Figure 2 Flow chart showing selection of patients for analysis. RCT, Randomised controlled trial.
Table 1 Background characteristics, blood pressures, and inotropic therapy for the morphine and placebo groups.
| Variable | Morphine (n = 71) | Placebo (n = 73) | p Value |
|---|---|---|---|
| Background characteristics | |||
| Sex (boys/girls) | 40/31 | 43/30 | |
| In/outborn | 55/16 | 52/21 | |
| Gestational age (weeks) | 29.0 (27.4–31.8) | 29.1 (27.3–31.3) | |
| Birth weight (g) | 1100 (835–1655) | 1215 (910–1511) | |
| Postnatal age (h) | 9 (5–13) | 8 (5–12) | |
| Apgar 1 min | 6 (4–8) | 6 (4–8) | |
| Apgar 5 min | 8 (7–9) | 8 (7–9) | |
| CRIB | 2 (1–6) | 3 (1–7) | |
| Duration of infusion (h) | 55 (23–97) | 46 (18–101) | |
| Patients receiving additional open label morphine | 21% | 27% | |
| Blood pressure | |||
| Baseline | |||
| Systolic | 43 (40–51) | 43 (39–48) | 0.43 |
| MAP | 33 (31–40) | 34 (30–37) | 0.43 |
| Diastolic | 27 (24–32) | 28 (23–32) | 0.67 |
| During study | |||
| Systolic | 44 (42–50) | 46 (43–51) | 0.22 |
| MAP | 36 (33–39) | 38 (35–41) | 0.11 |
| Diastolic | 28 (26–32) | 30 (27–34) | 0.06 |
| Inotropic therapy | |||
| Plasma expanders | 20% | 23% | |
| Dopamine | 3% | 5% | |
| Plasma expanders + dopamine | 17% | 14% | |
| Dopamine + dobutamine | 1% | 0% | |
| Plasma expanders + dopamine + dobutamine | 1% | 4% | |
| Hydrocortisone | 1% | 0% | |
| Noradrenaline | 0% | 1% | |
| Total | 44% | 48% | 0.87* |
Where applicable, values are median (25th–75th centile). Unless indicated otherwise, p values were calculated using the Mann‐Whitney U test (two sided). No significant differences were found between the background characteristics of the two groups.
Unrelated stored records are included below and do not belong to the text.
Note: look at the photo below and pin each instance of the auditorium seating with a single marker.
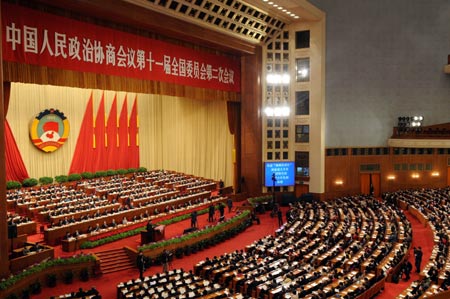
(345, 247)
(431, 207)
(70, 210)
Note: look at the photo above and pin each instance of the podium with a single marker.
(158, 234)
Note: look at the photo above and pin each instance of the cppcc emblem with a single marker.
(49, 130)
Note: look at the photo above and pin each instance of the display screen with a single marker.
(283, 173)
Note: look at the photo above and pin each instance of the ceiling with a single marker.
(235, 26)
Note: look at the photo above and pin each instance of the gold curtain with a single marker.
(180, 134)
(186, 135)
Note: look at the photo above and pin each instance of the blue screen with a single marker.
(284, 173)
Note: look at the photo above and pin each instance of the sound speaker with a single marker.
(12, 231)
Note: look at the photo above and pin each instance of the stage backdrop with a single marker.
(179, 134)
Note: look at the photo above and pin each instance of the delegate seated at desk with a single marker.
(150, 232)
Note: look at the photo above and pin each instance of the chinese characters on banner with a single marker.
(38, 38)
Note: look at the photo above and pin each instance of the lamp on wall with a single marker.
(339, 182)
(405, 123)
(391, 177)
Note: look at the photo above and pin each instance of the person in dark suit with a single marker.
(407, 267)
(418, 258)
(140, 262)
(222, 212)
(150, 232)
(211, 213)
(194, 219)
(280, 217)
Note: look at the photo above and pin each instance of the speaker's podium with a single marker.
(153, 236)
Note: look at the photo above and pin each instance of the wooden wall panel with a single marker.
(15, 72)
(347, 169)
(251, 124)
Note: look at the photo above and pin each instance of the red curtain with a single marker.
(111, 152)
(15, 168)
(81, 160)
(133, 133)
(99, 158)
(110, 146)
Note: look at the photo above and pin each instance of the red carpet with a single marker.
(106, 284)
(423, 237)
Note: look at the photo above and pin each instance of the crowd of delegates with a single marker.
(13, 218)
(92, 293)
(434, 205)
(171, 284)
(339, 248)
(68, 206)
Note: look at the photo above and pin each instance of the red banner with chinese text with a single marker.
(34, 37)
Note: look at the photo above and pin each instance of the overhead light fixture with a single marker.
(339, 182)
(278, 79)
(277, 111)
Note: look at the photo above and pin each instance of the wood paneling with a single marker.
(251, 151)
(347, 169)
(135, 16)
(16, 72)
(4, 263)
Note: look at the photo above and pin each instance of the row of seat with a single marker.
(432, 206)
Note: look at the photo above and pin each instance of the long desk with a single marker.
(54, 235)
(22, 262)
(158, 233)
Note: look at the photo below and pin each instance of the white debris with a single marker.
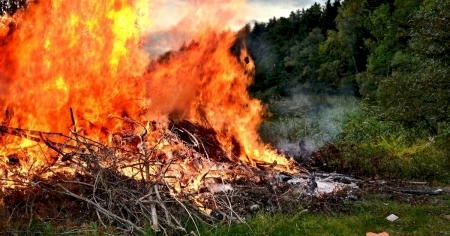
(217, 188)
(326, 187)
(392, 218)
(438, 191)
(254, 207)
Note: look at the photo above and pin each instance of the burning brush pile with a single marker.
(90, 123)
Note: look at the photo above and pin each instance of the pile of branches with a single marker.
(133, 184)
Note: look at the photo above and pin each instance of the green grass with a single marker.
(366, 216)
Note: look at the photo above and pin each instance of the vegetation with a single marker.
(391, 54)
(355, 219)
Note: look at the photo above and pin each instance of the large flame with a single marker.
(88, 56)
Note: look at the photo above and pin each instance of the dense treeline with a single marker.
(392, 54)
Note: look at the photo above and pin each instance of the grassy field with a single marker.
(429, 217)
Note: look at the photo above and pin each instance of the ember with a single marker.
(84, 106)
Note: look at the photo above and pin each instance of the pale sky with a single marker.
(263, 10)
(175, 21)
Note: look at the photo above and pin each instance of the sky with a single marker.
(176, 21)
(263, 10)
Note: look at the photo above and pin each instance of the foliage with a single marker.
(370, 146)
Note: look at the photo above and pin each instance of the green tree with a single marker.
(417, 93)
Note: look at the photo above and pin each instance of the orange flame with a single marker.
(88, 56)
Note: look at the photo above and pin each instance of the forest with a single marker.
(390, 57)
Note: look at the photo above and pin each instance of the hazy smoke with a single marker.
(309, 121)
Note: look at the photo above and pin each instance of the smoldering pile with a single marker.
(182, 174)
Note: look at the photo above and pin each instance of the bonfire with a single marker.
(89, 119)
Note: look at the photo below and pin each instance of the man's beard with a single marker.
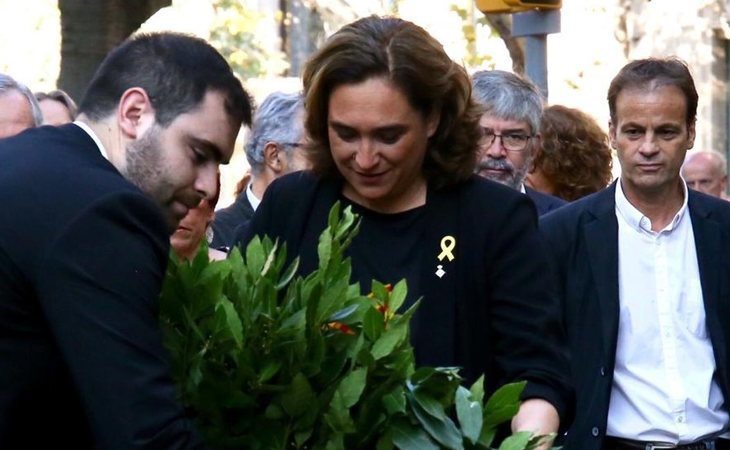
(510, 175)
(144, 168)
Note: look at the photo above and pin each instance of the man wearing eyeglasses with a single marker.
(273, 148)
(510, 123)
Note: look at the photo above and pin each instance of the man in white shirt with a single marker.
(641, 275)
(19, 110)
(274, 147)
(85, 249)
(511, 127)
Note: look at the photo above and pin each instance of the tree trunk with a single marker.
(502, 25)
(90, 29)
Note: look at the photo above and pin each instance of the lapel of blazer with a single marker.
(439, 276)
(601, 235)
(707, 236)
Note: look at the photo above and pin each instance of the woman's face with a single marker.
(378, 143)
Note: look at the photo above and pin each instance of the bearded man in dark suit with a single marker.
(643, 274)
(84, 251)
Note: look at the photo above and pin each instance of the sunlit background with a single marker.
(596, 39)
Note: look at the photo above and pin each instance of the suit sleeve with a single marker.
(98, 287)
(528, 333)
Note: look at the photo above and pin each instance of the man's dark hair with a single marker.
(412, 60)
(176, 71)
(655, 72)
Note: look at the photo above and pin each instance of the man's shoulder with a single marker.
(477, 187)
(544, 202)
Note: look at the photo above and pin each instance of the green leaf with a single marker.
(518, 441)
(443, 431)
(232, 320)
(430, 405)
(387, 342)
(407, 437)
(269, 370)
(503, 404)
(398, 296)
(298, 397)
(352, 385)
(338, 415)
(344, 313)
(255, 256)
(470, 415)
(288, 275)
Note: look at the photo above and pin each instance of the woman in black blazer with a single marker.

*Calculated using the χ2 test.
CRIB, Clinical risk index for babies.
Hypotensive effect of morphine
Blood pressure data were collected over a median of 46 hours (25–75th centile 32–54) per infant. Neither the baseline nor study values (mean values per patient) of MAP, systolic and diastolic blood pressure differed significantly between the two groups (table 1). In six patients, the attending physicians had the impression that the masked study medication was morphine and was probably causing hypotension and for this reason they stopped the infusion. Two of these patients turned out to be receiving placebo (afterwards hypotension calculated during 0% and 7% of the study), and four had been receiving morphine (hypotension measured during 25%, 52%, 64%, and 80% of the study).
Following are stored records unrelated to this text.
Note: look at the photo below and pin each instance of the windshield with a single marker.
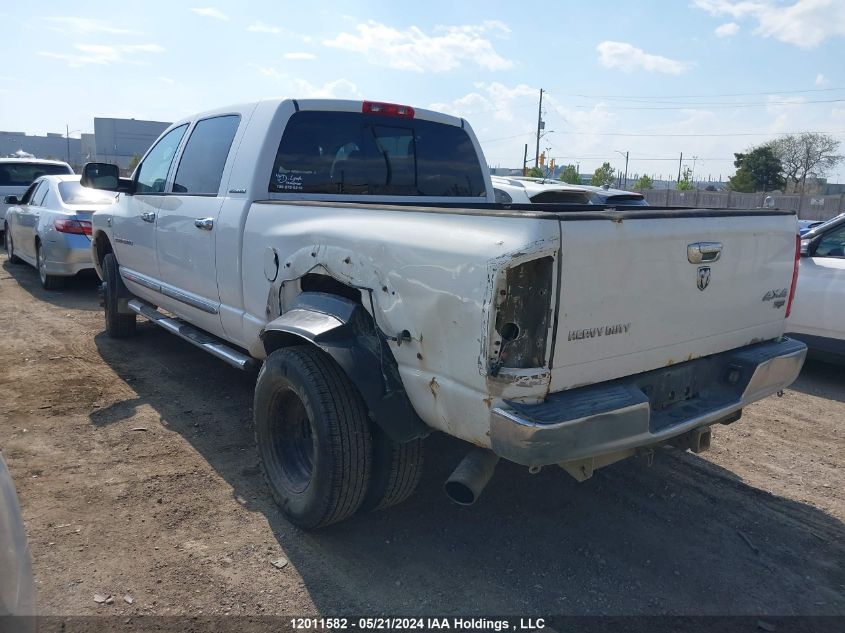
(74, 193)
(22, 174)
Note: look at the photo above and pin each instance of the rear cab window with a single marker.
(368, 154)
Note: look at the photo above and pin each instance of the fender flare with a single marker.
(344, 330)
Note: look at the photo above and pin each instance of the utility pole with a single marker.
(539, 127)
(626, 170)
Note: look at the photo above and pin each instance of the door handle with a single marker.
(703, 252)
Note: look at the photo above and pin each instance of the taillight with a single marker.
(77, 227)
(794, 275)
(388, 109)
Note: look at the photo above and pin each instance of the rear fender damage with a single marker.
(343, 329)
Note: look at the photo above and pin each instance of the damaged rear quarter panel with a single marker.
(432, 274)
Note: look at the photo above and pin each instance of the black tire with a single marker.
(117, 325)
(313, 436)
(10, 247)
(397, 469)
(48, 282)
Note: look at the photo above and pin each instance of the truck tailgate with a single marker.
(634, 297)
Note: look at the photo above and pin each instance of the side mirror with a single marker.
(100, 176)
(805, 248)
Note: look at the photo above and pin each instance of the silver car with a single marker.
(16, 174)
(49, 227)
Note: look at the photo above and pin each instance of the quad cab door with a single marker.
(186, 230)
(133, 228)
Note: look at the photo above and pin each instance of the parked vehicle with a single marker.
(806, 225)
(17, 591)
(50, 227)
(519, 191)
(818, 314)
(17, 174)
(353, 251)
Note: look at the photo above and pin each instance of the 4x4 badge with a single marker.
(703, 277)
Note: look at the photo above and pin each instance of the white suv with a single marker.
(818, 312)
(16, 174)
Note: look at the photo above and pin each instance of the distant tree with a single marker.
(133, 162)
(570, 175)
(604, 175)
(742, 181)
(644, 182)
(762, 166)
(686, 183)
(806, 154)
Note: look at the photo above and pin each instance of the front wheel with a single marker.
(48, 282)
(118, 325)
(313, 436)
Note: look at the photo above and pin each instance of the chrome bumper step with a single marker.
(203, 340)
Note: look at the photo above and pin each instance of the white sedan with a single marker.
(818, 311)
(49, 227)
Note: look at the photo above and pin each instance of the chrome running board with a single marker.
(203, 340)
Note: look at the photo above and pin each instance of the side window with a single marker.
(40, 193)
(832, 244)
(201, 166)
(152, 174)
(27, 196)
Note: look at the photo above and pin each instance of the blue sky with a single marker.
(653, 78)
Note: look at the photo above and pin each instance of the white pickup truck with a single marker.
(355, 252)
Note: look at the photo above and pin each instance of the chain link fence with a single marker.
(808, 207)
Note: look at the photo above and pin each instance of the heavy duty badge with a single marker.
(703, 277)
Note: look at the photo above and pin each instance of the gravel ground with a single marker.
(137, 475)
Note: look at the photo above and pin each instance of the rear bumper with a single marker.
(68, 254)
(645, 409)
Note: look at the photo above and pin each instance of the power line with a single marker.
(705, 96)
(672, 135)
(717, 106)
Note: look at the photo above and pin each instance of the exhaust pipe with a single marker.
(697, 440)
(468, 480)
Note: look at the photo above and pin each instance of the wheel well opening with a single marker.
(103, 247)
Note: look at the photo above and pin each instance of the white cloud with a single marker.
(262, 27)
(804, 23)
(102, 55)
(210, 12)
(629, 58)
(84, 25)
(412, 49)
(300, 88)
(727, 30)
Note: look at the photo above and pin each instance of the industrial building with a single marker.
(113, 141)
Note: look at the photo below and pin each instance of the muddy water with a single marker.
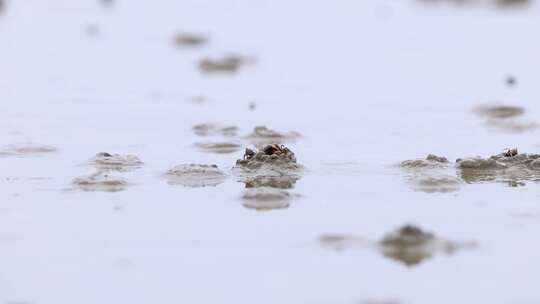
(376, 83)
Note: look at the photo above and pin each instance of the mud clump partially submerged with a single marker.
(507, 166)
(27, 150)
(115, 162)
(279, 182)
(271, 160)
(268, 174)
(195, 175)
(219, 147)
(504, 118)
(262, 136)
(190, 40)
(226, 64)
(100, 182)
(499, 111)
(208, 129)
(264, 199)
(426, 175)
(431, 161)
(437, 184)
(409, 245)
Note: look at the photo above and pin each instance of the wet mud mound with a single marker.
(195, 175)
(100, 182)
(218, 147)
(504, 118)
(263, 136)
(22, 150)
(265, 199)
(341, 242)
(190, 40)
(409, 245)
(431, 161)
(104, 161)
(431, 175)
(279, 182)
(268, 175)
(509, 166)
(272, 160)
(228, 64)
(209, 129)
During the infusion, 44% of the morphine treated patients and 48% of those receiving placebo were also given plasma expanders and/or pharmacological treatment of hypotension (table 1). There was no significant difference in antihypotensive treatments between the two groups (χ2 test 2.46; df 6; p = 0.87). Hypotension was measured in 50 morphine treated patients (70%) compared with 34 patients (47%) of the placebo group (χ2 test 8.42; df 1; p = 0.004). However, the overall median MAP did not differ between these morphine (34 mm Hg; interquartile range 4.5) and placebo (34 mm Hg; interquartile range 6.0) treated infants (Mann‐Whitney U test 830; p = 0.88).
Taking the use of additional morphine into consideration, 70% (14/20) of the placebo treated infants who received additional morphine compared with 38% (20/53) who did not showed hypotension (Fisher's exact test: p = 0.018). In comparison, 80% (12/15) of the infants treated with morphine plus additional morphine showed hypotension versus 68% (38/56) of those treated with morphine who did not require additional morphine (Fisher's exact test: p = 0.53).
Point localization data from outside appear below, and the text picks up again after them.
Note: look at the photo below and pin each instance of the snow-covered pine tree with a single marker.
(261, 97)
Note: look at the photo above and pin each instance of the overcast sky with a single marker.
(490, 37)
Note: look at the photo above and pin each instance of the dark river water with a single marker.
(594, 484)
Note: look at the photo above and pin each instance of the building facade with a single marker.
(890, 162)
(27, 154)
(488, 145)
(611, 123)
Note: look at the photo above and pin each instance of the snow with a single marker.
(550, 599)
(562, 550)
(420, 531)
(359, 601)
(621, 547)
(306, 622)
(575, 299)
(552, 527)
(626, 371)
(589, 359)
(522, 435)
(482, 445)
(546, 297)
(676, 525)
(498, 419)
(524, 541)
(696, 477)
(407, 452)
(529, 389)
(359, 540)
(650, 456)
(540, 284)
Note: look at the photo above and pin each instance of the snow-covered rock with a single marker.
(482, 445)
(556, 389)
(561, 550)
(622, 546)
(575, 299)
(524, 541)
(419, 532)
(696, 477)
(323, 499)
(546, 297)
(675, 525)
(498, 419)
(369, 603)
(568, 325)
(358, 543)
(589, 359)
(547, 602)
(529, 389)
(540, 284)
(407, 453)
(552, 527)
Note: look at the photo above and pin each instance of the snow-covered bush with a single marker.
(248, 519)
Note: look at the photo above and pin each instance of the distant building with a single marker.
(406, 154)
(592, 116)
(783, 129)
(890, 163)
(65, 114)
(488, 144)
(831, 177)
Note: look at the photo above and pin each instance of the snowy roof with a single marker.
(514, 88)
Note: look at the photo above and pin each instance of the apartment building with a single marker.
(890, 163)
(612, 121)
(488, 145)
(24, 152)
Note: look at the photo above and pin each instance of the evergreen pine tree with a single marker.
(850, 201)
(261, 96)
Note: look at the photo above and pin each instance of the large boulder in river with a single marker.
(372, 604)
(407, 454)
Blood pressure variability
Variability (median (25th–75th centile)) in MAP during infusion was 5.5 (4.5–7.0) mm Hg in the morphine group and 5.0 (4.0–7.0) mm Hg in the placebo group. Multiple regression analyses (table 2) revealed that variability in blood pressure was not predicted by treatment group (B = 0.094; 95% confidence interval (CI) −0.67 to 0.85; p = 0.81), nor by the amount of additional open label morphine used (B = 0.019; 95% CI −0.12 to 0.16; p = 0.80) or by gestational age (B = 0.0090; 95% CI −0.008 to 0.026; p = 0.30). The use of inotropic therapy significantly predicted higher blood pressure variability (B = 0.90; 95% CI −0.095 to1.70; p = 0.03). No significant difference in the incidence of large MAP changes (⩾5 mm Hg within one hour) occurred between patients in the morphine and placebo group (45.1% and 34.2% respectively; χ2 test 1.76; df 1; p = 0.184) or between patients with or without additional administration of morphine (48.0% and 35.1% respectively; χ2 test 2.27; df 1; p = 0.132).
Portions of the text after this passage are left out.